Container broadcasting memory/performance hit in 0.6?

I don’t understand why the latter two calls below use twice the memory and are much slower than the first call. I had thought this type of broadcasting should work efficiently now but maybe I misunderstood? I’ve checked both on v0.6.0-pre.alpha as well as master.

$ julia
               _
   _       _ _(_)_     |  A fresh approach to technical computing
  (_)     | (_) (_)    |  Documentation: http://docs.julialang.org
   _ _   _| |_  __ _   |  Type "?help" for help.
  | | | | | | |/ _  |  |
  | | |_| | | | (_| |  |  Version 0.6.0-pre.alpha.137 (2017-03-13 14:27 UTC)
 _/ |\__'_|_|_|\__'_|  |  Commit a132ae2* (0 days old master)
|__/                   |  x86_64-linux-gnu

julia> a = b = rand(100,100);

julia> using BenchmarkTools

julia> @benchmark a .+ b .+ a
BenchmarkTools.Trial: 
  memory estimate:  79.33 KiB
  allocs estimate:  27
  --------------
  minimum time:     23.414 μs (0.00% GC)
  median time:      27.117 μs (0.00% GC)
  mean time:        31.874 μs (8.69% GC)
  maximum time:     1.079 ms (92.62% GC)
  --------------
  samples:          10000
  evals/sample:     1
  time tolerance:   5.00%
  memory tolerance: 1.00%

julia> @benchmark (a,) .* (b,) .* (a,)
BenchmarkTools.Trial: 
  memory estimate:  156.45 KiB
  allocs estimate:  7
  --------------
  minimum time:     75.679 μs (0.00% GC)
  median time:      84.202 μs (0.00% GC)
  mean time:        179.888 μs (3.84% GC)
  maximum time:     23.779 ms (0.00% GC)
  --------------
  samples:          10000
  evals/sample:     1
  time tolerance:   5.00%
  memory tolerance: 1.00%

julia> @benchmark [a] .* [b] .* [a]
BenchmarkTools.Trial: 
  memory estimate:  158.34 KiB
  allocs estimate:  56
  --------------
  minimum time:     124.935 μs (0.00% GC)
  median time:      134.950 μs (0.00% GC)
  mean time:        151.803 μs (4.55% GC)
  maximum time:     6.196 ms (0.00% GC)
  --------------
  samples:          10000
  evals/sample:     1
  time tolerance:   5.00%
  memory tolerance: 1.00%
  1. You are not benchmarking what you think you are benchmarking. You are benchmarking global variable access and dynamic dispatch.

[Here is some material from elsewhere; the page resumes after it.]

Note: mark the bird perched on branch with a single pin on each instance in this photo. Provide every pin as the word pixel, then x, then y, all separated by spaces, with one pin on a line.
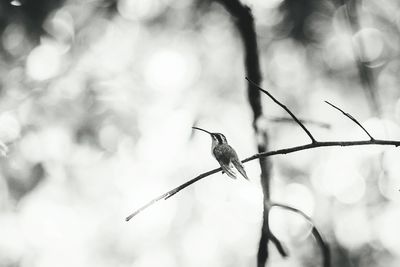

    julia> @benchmark $a .+ $b .+ $a
    BenchmarkTools.Trial:
      memory estimate:  78.73 KiB
      allocs estimate:  18
      --------------
      minimum time:     10.818 μs (0.00% GC)
      median time:      11.459 μs (0.00% GC)
      mean time:        14.529 μs (10.52% GC)
      maximum time:     671.217 μs (90.69% GC)
      --------------
      samples:          10000
      evals/sample:     1
      time tolerance:   5.00%
      memory tolerance: 1.00%
    
    julia> @benchmark ($a,) .+ ($b,) .+ ($a,)
    BenchmarkTools.Trial:
      memory estimate:  156.45 KiB
      allocs estimate:  7
      --------------
      minimum time:     9.232 μs (0.00% GC)
      median time:      11.862 μs (0.00% GC)
      mean time:        17.192 μs (18.78% GC)
      maximum time:     792.954 μs (92.01% GC)
      --------------
      samples:          10000
      evals/sample:     1
      time tolerance:   5.00%
      memory tolerance: 1.00%
    
    julia> @benchmark [$a] .+ [$b] .+ [$a]
    BenchmarkTools.Trial:
      memory estimate:  156.78 KiB
      allocs estimate:  8
      --------------
      minimum time:     9.348 μs (0.00% GC)
      median time:      12.399 μs (0.00% GC)
      mean time:        19.361 μs (21.76% GC)
      maximum time:     1.003 ms (93.81% GC)
      --------------
      samples:          10000
      evals/sample:     1
      time tolerance:   5.00%
      memory tolerance: 1.00%
    
  2. It’s unclear what you are comparing. The second and the third benchmark doesn’t use fusion at all (I mean not for the actual 100x100 addition).

1 Like

You are not benchmarking what you think you are benchmarking. You are benchmarking global variable access and dynamic dispatch.

Ah I see, thanks, I had thought @benchmark took care of this.

It’s unclear what you are comparing. The second and the third benchmark doesn’t use fusion at all (I mean not for the actual 100x100 addition).

Ok, I was under the impression broadcasting over tuples “forwarded” the fusion to the contents as well, but I see now that it just does normal addition over the contents, hence the creation of the temporary arrays that double the memory.